Em 2023, o Brasil registrou 35 milhões de novos processos ajuizados, um aumento de 9,5% em relação ao ano anterior. Ao mesmo tempo, há 84 milhões de processos pendentes, dos quais 7,2 milhões envolvem demandas de consumo , um crescimento de 72% desde 2020.
Desta forma, um gráfico que indica que 80% das demandas em um setor se concentram em apenas três tipos de reclamação é um sinal claro de que a solução não está apenas no processo judicial, mas em ajustes internos que podem reduzir a entrada de novas ações.

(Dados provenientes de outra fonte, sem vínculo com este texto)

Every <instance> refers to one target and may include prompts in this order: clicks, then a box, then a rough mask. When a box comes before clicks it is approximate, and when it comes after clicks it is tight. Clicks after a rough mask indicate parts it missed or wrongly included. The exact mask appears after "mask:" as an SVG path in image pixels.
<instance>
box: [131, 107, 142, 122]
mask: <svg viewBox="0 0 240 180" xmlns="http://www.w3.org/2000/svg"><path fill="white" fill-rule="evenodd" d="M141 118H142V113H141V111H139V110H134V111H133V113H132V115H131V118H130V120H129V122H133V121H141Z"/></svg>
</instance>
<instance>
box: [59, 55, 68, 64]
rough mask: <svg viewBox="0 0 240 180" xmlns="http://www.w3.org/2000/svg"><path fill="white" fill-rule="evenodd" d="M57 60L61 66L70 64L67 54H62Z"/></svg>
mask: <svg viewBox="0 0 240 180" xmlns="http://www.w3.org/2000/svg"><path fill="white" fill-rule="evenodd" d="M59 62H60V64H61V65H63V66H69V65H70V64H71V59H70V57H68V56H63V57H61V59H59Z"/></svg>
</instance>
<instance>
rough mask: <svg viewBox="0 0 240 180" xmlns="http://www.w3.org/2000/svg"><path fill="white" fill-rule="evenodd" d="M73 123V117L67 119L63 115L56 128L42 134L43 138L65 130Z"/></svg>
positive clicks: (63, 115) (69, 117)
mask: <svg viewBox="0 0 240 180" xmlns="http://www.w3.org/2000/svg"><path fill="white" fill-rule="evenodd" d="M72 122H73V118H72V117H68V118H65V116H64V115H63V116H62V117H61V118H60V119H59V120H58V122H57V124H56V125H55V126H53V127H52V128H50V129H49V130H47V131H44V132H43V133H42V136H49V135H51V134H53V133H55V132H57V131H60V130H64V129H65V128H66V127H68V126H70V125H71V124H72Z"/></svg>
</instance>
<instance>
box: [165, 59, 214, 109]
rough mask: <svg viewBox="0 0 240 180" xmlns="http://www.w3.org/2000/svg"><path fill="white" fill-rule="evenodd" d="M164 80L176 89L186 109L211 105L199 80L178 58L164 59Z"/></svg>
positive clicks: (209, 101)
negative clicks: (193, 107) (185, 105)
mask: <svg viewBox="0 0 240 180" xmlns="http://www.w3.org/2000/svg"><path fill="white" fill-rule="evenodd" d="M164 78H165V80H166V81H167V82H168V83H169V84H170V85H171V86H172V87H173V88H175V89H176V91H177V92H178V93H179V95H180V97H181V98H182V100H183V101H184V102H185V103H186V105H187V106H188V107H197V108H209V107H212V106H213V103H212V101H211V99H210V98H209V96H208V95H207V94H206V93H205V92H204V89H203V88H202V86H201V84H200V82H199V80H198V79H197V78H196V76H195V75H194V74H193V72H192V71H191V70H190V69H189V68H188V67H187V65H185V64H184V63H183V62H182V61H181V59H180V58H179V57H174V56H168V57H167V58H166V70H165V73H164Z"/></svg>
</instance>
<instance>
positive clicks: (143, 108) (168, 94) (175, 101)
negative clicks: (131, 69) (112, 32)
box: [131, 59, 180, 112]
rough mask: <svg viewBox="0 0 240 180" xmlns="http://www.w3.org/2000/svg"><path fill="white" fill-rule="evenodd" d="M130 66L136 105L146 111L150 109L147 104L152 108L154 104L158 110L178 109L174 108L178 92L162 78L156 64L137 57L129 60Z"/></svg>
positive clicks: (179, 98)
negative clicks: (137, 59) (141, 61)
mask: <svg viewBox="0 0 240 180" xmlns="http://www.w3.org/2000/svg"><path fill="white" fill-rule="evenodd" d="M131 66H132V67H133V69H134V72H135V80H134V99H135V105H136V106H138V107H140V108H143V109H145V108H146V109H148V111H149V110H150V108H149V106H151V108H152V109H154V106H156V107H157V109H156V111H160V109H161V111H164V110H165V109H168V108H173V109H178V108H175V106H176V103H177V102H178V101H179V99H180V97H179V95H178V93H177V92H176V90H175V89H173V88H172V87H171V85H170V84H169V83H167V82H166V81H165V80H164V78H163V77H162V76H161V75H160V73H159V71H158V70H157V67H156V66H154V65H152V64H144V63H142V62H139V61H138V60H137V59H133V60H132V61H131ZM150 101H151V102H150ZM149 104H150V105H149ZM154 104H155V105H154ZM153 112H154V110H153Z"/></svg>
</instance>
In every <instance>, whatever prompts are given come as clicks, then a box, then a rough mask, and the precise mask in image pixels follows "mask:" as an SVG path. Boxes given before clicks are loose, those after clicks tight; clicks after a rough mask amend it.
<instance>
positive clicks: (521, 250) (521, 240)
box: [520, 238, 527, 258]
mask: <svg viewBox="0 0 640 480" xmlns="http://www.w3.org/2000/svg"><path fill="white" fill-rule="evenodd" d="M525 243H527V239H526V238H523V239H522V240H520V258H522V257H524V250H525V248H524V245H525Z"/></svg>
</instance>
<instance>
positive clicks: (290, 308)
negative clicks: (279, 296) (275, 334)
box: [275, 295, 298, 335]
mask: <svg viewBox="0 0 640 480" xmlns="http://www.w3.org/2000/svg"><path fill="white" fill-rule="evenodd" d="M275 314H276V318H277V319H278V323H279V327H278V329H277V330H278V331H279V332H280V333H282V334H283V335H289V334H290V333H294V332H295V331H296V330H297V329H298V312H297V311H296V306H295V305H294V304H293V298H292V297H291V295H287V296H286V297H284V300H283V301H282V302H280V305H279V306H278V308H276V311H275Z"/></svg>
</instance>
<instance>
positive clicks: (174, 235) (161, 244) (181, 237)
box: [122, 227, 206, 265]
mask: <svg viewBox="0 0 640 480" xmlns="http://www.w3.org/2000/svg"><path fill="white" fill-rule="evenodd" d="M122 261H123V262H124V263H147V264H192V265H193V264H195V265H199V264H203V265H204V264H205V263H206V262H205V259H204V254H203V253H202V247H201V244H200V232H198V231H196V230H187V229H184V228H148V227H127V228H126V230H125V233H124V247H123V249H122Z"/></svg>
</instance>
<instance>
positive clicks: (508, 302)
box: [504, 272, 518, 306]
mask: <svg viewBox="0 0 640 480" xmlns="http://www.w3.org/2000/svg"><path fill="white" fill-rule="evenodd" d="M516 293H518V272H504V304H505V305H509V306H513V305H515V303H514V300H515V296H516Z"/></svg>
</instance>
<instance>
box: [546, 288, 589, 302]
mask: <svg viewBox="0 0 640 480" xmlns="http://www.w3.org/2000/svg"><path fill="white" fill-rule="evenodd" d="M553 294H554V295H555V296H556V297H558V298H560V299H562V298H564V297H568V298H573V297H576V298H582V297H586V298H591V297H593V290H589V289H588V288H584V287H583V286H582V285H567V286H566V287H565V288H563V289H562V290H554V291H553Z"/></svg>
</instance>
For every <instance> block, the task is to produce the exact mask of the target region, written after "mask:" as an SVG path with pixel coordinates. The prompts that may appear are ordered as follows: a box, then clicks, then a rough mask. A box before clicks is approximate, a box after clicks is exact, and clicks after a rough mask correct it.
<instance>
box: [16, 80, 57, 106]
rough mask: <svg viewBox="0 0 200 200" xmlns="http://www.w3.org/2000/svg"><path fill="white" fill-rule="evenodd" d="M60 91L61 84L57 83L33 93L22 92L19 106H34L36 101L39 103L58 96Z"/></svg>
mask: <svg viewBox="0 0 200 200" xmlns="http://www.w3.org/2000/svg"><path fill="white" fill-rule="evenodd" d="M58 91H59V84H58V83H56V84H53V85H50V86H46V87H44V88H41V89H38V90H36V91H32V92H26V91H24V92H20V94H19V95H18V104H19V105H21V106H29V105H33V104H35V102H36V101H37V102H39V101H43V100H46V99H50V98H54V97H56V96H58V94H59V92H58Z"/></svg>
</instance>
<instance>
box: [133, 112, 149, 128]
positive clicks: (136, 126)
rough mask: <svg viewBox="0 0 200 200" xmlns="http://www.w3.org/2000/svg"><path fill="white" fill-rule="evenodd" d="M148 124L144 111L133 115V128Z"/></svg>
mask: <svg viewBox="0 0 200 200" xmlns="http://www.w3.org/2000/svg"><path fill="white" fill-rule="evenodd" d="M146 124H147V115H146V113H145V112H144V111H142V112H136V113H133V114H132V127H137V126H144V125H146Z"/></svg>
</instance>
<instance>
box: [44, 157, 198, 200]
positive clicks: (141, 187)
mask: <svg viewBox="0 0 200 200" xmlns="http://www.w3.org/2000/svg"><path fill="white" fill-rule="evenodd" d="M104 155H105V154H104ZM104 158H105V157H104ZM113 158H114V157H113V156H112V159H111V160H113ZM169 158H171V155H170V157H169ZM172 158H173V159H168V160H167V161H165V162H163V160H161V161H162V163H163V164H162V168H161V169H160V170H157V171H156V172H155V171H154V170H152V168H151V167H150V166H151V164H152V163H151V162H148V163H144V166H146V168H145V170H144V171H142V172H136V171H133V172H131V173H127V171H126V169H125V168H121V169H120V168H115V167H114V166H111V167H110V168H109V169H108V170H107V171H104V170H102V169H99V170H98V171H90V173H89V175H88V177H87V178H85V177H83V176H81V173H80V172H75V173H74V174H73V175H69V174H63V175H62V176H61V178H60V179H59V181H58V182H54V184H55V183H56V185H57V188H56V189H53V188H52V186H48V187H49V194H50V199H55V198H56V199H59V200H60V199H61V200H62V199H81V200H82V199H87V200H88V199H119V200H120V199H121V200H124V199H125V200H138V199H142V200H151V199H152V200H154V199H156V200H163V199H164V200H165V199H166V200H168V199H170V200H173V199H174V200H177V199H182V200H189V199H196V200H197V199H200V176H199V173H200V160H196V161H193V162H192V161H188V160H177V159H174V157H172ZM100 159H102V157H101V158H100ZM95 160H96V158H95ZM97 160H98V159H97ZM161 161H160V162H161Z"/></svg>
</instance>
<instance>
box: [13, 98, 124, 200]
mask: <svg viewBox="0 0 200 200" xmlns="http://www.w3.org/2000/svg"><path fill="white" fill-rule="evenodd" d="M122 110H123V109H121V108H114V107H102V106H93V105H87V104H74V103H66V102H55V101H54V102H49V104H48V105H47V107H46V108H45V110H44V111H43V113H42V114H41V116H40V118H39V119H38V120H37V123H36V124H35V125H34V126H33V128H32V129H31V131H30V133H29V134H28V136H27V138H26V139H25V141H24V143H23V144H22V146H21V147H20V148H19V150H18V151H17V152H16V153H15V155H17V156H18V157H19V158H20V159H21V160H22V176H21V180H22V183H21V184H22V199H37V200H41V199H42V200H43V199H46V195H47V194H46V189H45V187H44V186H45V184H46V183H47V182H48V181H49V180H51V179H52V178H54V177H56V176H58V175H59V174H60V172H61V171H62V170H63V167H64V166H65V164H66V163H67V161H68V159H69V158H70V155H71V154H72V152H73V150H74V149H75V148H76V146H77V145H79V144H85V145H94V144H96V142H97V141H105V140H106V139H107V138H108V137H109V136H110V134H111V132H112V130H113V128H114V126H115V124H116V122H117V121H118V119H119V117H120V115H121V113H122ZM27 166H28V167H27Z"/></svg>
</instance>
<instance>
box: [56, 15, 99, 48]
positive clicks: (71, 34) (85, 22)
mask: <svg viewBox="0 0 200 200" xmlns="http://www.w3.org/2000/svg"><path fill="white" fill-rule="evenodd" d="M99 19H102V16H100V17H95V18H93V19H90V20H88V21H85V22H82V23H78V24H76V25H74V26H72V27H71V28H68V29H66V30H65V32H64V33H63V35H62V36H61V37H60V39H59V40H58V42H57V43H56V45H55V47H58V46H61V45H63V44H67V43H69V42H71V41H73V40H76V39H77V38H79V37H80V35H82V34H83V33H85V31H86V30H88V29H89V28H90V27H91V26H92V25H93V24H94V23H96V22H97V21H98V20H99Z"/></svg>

Da mesma forma, estatísticas sobre disparidades regionais nas taxas de condenação ajudam empresas a realocar esforços e calibrar campanhas de acordo em escala com maior efetividade.
A análise de dados do contencioso de escala permite:
- Identificar tendências de litigiosidade antes que se tornem crises
- Mensurar o impacto financeiro das demandas mais recorrentes, ajustando provisões e fluxos de caixa
- Guiar ações preventivas, alinhando o jurídico a áreas como contratos, SAC, marketing e compliance
- Definir políticas de acordo com base em clusters de litígios, aumentando economia e reduzindo a carteira contenciosa
Mais do que apresentar números, gráficos e estatísticas precisam ser ferramentas de decisão executiva. Essa tradução permite ao diretor jurídico e ao CFO compreender o real impacto da judicialização sobre a empresa e agir para diminuí-la.
Quando bem utilizados, os dados transformam o contencioso de escala de um problema recorrente em uma oportunidade de prevenção, economia e governança fortalecida.